Administered in both model systems, niclosamide significantly improved physical function and metabolic health. In C. elegans, niclosamide treatment extended lifespan and ameliorated frailty-associated phenotypes. In aging mice, it notably mitigated muscle atrophy and enhanced locomotor activity. Mechanistically, niclosamide suppressed the muscle degradation pathway mediated by the ubiquitin-proteasome system, which is often upregulated by hyperactivation of the mammalian target of rapamycin complex 1 (mTORC1). Simultaneously, it enhanced autophagic flux, contributing to improved proteostasis in aged muscle tissues
Transcriptomic analysis (mRNA-seq) further confirmed that niclosamide modulates metabolism-related pathways, reinforcing its potential to correct age-associated metabolic dysfunction. These findings establish niclosamide as a multifunctional agent that not only targets key mechanisms underlying muscle aging but also promotes systemic healthspan extension.
In summary, niclosamide is used for the prevention of frailty through modulation of mTORC1 signaling, proteostasis enhancement, and metabolic regulation, representing a promising repurposing opportunity in geriatric medicine and anti-aging interventions.

Niclosamide Used for the Synthesis of Novel Sulfonamide Analogs via Successive Paired Electrolysis

Rezaei, Haniya, et al. RSC advances 15.22 (2025): 17803-17810.

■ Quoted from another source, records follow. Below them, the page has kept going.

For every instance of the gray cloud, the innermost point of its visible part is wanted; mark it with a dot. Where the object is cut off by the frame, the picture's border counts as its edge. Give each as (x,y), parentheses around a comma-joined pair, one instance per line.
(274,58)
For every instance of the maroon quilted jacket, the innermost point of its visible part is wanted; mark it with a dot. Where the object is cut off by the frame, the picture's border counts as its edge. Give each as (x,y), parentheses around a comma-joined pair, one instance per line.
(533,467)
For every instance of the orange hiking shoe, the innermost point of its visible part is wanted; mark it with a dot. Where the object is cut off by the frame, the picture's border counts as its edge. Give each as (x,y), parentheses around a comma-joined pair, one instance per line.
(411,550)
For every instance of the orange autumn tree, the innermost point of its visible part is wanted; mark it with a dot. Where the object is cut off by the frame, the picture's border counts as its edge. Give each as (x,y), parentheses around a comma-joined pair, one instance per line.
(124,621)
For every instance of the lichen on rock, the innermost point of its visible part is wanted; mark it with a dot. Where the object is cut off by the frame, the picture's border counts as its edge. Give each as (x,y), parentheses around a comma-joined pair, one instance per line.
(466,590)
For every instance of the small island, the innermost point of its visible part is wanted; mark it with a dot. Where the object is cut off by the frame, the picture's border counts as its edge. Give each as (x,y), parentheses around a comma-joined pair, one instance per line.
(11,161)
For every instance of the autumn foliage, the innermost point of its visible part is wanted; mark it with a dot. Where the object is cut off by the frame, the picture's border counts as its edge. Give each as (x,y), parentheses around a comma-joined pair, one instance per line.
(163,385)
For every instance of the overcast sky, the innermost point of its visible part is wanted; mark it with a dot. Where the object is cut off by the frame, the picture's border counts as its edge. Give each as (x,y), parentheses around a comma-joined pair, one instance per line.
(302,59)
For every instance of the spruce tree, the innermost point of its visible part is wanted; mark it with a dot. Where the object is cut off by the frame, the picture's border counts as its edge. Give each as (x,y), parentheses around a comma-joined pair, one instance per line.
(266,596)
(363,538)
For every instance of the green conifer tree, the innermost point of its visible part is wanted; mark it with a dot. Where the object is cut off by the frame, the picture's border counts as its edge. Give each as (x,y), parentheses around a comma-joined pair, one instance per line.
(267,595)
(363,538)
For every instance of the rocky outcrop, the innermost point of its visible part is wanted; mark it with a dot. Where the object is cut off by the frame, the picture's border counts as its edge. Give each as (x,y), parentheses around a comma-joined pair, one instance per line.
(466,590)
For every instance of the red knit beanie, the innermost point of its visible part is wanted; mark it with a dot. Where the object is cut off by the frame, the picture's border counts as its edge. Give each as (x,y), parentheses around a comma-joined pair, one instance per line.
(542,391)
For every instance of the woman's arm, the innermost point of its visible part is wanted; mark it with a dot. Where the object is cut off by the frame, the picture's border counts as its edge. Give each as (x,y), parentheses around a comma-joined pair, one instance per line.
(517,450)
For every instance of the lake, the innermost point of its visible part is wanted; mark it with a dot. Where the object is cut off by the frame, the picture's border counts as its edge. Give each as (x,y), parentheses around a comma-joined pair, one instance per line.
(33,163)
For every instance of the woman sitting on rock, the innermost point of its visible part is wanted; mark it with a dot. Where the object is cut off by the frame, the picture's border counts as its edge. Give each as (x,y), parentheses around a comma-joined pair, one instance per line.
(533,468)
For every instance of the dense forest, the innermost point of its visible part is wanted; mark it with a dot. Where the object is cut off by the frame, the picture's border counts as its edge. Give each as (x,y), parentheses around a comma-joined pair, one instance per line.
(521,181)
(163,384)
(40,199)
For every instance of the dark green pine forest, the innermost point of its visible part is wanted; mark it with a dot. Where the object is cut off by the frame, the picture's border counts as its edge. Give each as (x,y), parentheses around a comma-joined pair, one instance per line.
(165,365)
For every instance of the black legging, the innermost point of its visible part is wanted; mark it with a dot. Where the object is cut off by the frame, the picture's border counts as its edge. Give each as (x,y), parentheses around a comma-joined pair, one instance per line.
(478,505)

Niclosamide, a salicylanilide-based oral anthelmintic, is increasingly explored in medicinal chemistry due to its broad-spectrum bioactivity, including anticancer and antiviral properties. However, its poor oral bioavailability and inherent cytotoxicity pose limitations to its therapeutic repurposing. In response, structural modification through green synthetic methodologies has emerged as a promising strategy to enhance its pharmacological profile.
In this study, novel niclosamide analogs were synthesized via a successive paired electrolysis approach using arylsulfinic acids as nucleophiles. This electrochemical transformation exploits the redox behavior of niclosamide-reducible at the cathode and oxidizable at the anode-allowing it to undergo selective functionalization without the use of catalysts, chemical oxidants, or reductants.
The resulting compound, 5-chloro-N-(2-chloro-4-(phenylsulfonamido)phenyl)-2-hydroxybenzamide, features a sulfonamide moiety incorporated into the niclosamide framework. This one-pot, green electrochemical method proceeds under mild conditions and represents an efficient route for generating structurally novel analogs with potentially improved pharmacological profiles.
This case highlights the utility of niclosamide as a precursor for the electrosynthetic preparation of new drug candidates. The electrochemical method not only aligns with sustainable chemistry principles but also opens avenues for expanding the chemical space of salicylanilide derivatives in drug discovery.